『マイ・ライフ・アズ・ア・ドッグ』の犬の鳴き真似で非情な現実に精一杯抗議するシーンに胸が詰まった。

スウェーデン映画というと、かつてはイングマール・ベルイマンだったが、最近はラッセ・ハルストレム((舌咬みそうな名前だが)らしい。といっても、この映画まではスウェーデンで製作されていたが、これ以後はアメリカに渡って製作しているから、アメリカ映画になってしまった。「ギルバート・グレイプ」「サイダーハウス・ルール 」なんかは、なかなかのものだった。「ショコラ」「シッピング・ニュース」あたりからは、どうかな?
 
レイダル・イェンソン原作の小説の映画化で、50年代のスウェーデンの田舎町が舞台だ。
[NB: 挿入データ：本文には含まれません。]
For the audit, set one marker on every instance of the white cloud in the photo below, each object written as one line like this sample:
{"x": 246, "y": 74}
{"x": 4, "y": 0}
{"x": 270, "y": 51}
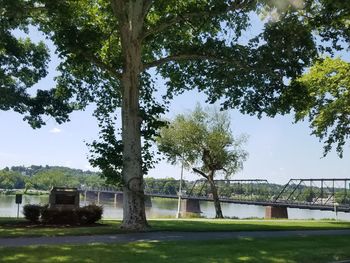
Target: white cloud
{"x": 55, "y": 130}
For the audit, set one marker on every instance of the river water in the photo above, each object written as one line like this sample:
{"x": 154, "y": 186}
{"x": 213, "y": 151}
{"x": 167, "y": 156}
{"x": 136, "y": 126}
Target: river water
{"x": 167, "y": 208}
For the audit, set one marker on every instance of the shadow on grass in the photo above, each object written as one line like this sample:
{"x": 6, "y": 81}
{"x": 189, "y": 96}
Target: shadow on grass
{"x": 279, "y": 250}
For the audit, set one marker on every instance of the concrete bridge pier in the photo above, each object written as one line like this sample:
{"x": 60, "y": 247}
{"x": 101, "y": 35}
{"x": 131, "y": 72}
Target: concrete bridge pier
{"x": 148, "y": 201}
{"x": 191, "y": 206}
{"x": 118, "y": 199}
{"x": 276, "y": 212}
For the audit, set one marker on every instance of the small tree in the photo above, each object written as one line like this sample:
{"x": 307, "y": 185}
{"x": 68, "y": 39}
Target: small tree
{"x": 202, "y": 140}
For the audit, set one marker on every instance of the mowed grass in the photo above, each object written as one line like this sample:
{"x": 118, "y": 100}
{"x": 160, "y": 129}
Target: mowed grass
{"x": 248, "y": 250}
{"x": 19, "y": 228}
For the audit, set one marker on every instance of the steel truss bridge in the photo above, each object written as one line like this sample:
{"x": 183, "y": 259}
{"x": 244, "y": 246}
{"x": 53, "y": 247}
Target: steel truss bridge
{"x": 316, "y": 194}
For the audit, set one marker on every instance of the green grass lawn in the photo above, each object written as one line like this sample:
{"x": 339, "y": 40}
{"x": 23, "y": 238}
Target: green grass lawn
{"x": 19, "y": 228}
{"x": 247, "y": 250}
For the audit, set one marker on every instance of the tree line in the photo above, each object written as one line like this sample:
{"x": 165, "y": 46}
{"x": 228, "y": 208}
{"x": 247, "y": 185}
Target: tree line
{"x": 45, "y": 177}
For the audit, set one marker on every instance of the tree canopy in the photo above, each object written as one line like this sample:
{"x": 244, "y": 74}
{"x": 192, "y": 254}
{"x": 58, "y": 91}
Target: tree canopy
{"x": 108, "y": 49}
{"x": 323, "y": 95}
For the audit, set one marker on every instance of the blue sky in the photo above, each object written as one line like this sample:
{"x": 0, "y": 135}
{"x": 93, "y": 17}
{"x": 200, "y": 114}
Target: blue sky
{"x": 278, "y": 149}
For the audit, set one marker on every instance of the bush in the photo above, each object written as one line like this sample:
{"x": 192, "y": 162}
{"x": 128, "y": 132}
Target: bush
{"x": 82, "y": 215}
{"x": 32, "y": 212}
{"x": 90, "y": 214}
{"x": 59, "y": 216}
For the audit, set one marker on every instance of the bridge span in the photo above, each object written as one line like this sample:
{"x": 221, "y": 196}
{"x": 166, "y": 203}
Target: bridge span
{"x": 327, "y": 194}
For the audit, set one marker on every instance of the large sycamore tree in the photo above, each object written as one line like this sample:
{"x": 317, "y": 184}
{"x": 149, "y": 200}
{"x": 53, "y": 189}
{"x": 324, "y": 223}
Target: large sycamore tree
{"x": 202, "y": 141}
{"x": 109, "y": 48}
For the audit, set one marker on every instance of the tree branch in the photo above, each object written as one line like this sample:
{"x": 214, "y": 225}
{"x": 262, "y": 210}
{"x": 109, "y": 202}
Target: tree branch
{"x": 147, "y": 4}
{"x": 200, "y": 172}
{"x": 93, "y": 59}
{"x": 180, "y": 57}
{"x": 238, "y": 4}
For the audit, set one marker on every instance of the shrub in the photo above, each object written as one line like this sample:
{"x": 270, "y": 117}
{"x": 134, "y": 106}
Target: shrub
{"x": 59, "y": 216}
{"x": 90, "y": 214}
{"x": 32, "y": 212}
{"x": 82, "y": 215}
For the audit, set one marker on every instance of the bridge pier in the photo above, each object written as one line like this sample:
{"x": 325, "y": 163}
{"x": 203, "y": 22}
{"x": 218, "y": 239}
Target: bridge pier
{"x": 191, "y": 206}
{"x": 276, "y": 212}
{"x": 148, "y": 201}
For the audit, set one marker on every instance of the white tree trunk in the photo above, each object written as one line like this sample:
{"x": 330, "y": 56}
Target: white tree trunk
{"x": 131, "y": 21}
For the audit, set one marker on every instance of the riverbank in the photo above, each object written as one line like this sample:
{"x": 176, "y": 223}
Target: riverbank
{"x": 23, "y": 192}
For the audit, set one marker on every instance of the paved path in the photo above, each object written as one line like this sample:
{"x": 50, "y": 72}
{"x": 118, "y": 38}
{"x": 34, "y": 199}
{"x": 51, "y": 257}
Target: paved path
{"x": 162, "y": 236}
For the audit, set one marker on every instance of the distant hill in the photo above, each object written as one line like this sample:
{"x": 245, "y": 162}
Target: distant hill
{"x": 33, "y": 169}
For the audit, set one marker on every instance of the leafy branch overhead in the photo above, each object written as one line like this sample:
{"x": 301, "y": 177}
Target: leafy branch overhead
{"x": 112, "y": 50}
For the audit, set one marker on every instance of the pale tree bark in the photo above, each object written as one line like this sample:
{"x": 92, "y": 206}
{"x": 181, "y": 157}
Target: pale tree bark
{"x": 214, "y": 191}
{"x": 130, "y": 17}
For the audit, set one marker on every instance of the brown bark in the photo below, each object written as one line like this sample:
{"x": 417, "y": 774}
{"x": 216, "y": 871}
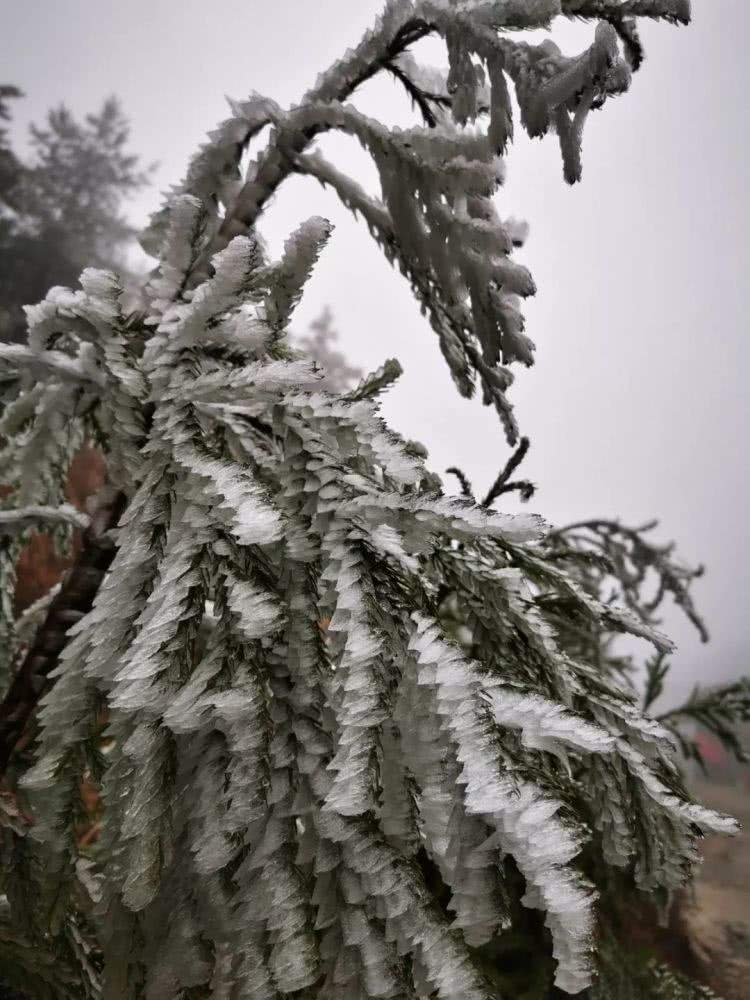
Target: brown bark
{"x": 74, "y": 599}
私は主人公のイングマル少年と同年代、いや、もうすこし年下か。でも、テレビを初めて見たのは、3軒隣のお宅だったし、皇太子(現天皇)の結婚パレードの実況中継を見るためだけに、わざわざ叔母さんちに姉と行ったことも覚えている。わが家にテレビが来たのはそれから5年くらい後だった。
 
スウェーデンというと北国だから、もっと厳格な人ばかり住んでいるという先入観があったが、この映画の、特に田舎町の親爺やおばさんは、ほとんどイタリア人かと思うくらいに明るく陽気だった。しかし、フリーセックスで有名になった国だから、石部金吉ばかりなはずがないのは、考えれば分かることだ。
 
◆◆ネタバレ注意◆◆この映画で、気に入っているシーンは、男女(おとこおんなと読む)のサガちゃんのふくらんできたおっぱいを目立たなくするために、イングマルが布で縛ったらいいのじゃないかと進言するシーンだ。女として見られることを拒否しているサガちゃんの存在を認め、またいっしょにボクシングをするイングマルは結構いい奴だった。
 
このイングマルは結構女の子にもてる奴で、町に戻ったら、もうひとり、カエルちゃんというガールフレンドがいる。我がイタ・セクスアリスを紐解いて、どこを探しても、サガちゃんのような美少女は見あたらない。要するに、ガキの頃からもてなかったということだ。◆解除◆
 
艶福のある人というのはいるもので、子どもの時からモテモテの人生を送り、両手の指ではとても間に合わない数の女性遍歴の持ち主が周りにもいたが、こちらは、とんとその方面には暗かった。未だに暗い。この先はもっとく暗い。誰とも出会わない闇夜の田舎道並みだ。わが家の息子たちもスーパー奥手林道なので、親としてはやきもきしてたが、昨年やっと孫が生まれた。ところで、あのサガちゃんもかわいかったが、倉本聡のTVドラマ『北の国から 87 初恋』にでていた麗ちゃんもかわいかった。それが長じて真珠夫人になるなんて。。。
 
◆◆ネタバレ注意◆◆ただ、この映画は性の目覚めだけが主題じゃなくて、結構過酷な運命に翻弄される少年の心の成長を描いている。有名な「人工衛星に乗せられて餓死したライカ犬よりは、僕の方が幸せだ」の台詞や、犬の鳴き真似で自分をとりまく非情な現実に精一杯抗議するシーンには、胸が詰まった。◆解除◆
 
個人的には『スタンド・バイ・ミー』の方を贔屓にしているが、この映画も子どもが主役の映画としてはよくできていた。ちょうどこの主人公の年頃は、我々にとっては、性の目覚めのまだ少し手前で、色気づくのはもう少し後だった。
 
まあ、スウェーデン人は早熟だから、われわれより2年くらい先行してたかも。最近は日本もマセたガキが多くなって、下手すると幼稚園で色気づくガキも出てくる始末だが。色気だったらまだしも、殺しも低年齢化がはなはだしい。しかも猟奇殺人だ。